De ABRS heeft zich bij uitspraak van 26 juni 2000 (AB 2000/407) bevoegd geacht in eerste en enige instantie kennis te nemen van een beroep tegen de weigering van gedeputeerde staten van de provincie Zuid-Holland tot herziening van hun goedkeuring voor het dijkversterkingplan voor dijkvak 14 te Sliedrecht. Tegen dit besluit, dat de in de artikelen 17 tot en met 23 en de artikelen 18 tot en met 23 van de Wwk bedoelde procedure niet had doorlopen, stond op grond van artikel 24 van de Wwk geen rechtstreeks beroep bij de ABRS open. Gelet op de totstandkomingsgeschiedenis van de Wwk (Kamerstukken II 1994-1995, 21 195, nr. 12, bladzijde 8 en 13/14) alsmede gelet op het belang van de rechtseenheid ten aanzien van het beroepsrecht inzake de Wwk, dienen beroepen die hun grondslag vinden in de Wwk echter zoveel mogelijk door de ABRS, oordelende in eerste en enige aanleg, te worden behandeld, aldus de ABRS.

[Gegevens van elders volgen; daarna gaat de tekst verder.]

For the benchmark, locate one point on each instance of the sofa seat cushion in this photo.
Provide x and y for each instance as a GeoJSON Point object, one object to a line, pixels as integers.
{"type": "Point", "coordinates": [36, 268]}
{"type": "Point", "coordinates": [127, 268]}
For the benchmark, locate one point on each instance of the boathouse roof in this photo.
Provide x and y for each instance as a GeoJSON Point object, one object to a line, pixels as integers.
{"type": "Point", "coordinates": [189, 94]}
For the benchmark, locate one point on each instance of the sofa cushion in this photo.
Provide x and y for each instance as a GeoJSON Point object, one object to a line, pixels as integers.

Naar het oordeel van de rechtbank gaan de hiervoor bedoelde overwegingen van de ABRS evenzeer op voor het thans voorliggende beroep, dat ingevolge artikel 2 van de Wwk, eveneens zijn grondslag vindt in de Wwk en dat ziet op een besluit tot vaststelling van het in die zaak aan de orde zijnde dijkversterkingsplan. Niet de rechtbank, maar de ABRS is derhalve, als eerste en enige instantie, bevoegd kennis te nemen van dit beroep.
De rechtbank zal zich onbevoegd verklaren en het beroepschrift en de stukken doorzenden naar de ABRS.

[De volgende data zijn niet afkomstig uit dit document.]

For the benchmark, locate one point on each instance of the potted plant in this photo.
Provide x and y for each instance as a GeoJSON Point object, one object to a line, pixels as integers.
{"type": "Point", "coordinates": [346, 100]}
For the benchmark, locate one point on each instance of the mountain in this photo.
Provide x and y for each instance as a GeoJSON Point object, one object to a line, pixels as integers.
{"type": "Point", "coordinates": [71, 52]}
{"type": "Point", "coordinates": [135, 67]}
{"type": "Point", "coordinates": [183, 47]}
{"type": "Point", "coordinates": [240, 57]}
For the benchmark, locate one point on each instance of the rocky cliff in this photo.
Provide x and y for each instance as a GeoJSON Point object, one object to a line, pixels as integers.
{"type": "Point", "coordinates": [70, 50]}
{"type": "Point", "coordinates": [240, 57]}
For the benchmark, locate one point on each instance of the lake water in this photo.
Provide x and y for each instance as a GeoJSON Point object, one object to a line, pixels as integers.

De rechtbank ziet geen aanleiding toepassing te geven aan het bepaalde in artikel 8:75, eerste lid, van de Awb.
De rechtbank beslist als volgt.
3. Beslissing.
De Arrondissementsrechtbank te Dordrecht,
verklaart zich onbevoegd;
bepaalt dat het beroepschrift wordt doorgezonden aan de Afdeling bestuursrechtspraak van de Raad van State.

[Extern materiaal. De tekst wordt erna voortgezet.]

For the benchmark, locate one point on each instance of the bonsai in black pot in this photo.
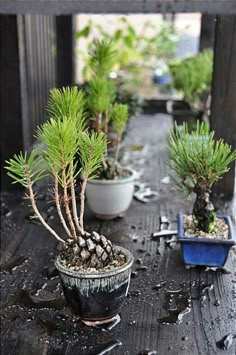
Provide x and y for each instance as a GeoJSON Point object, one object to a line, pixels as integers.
{"type": "Point", "coordinates": [199, 161]}
{"type": "Point", "coordinates": [94, 273]}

Aldus gegeven door mr. H.T.J.F. Verhappen, voorzitter van de meervoudige kamer, en
mrs. J. Brand en L. de Loor-Alwin, rechters, en door de voorzitter en mr. A. Landstra, griffier, ondertekend.
De griffier, De voorzitter,
Uitgesproken in het openbaar op: 16 maart 2001
Afschrift verzonden op:
Tegen deze uitspraak kan een belanghebbende beroep instellen. Het instellen van het beroep geschiedt door het indienen van een beroepschrift bij de Afdeling Bestuursrechtspraak van de Raad van State, Postbus 20019, 2500 EA Den Haag binnen zes weken na dagtekening van verzending van deze uitspraak.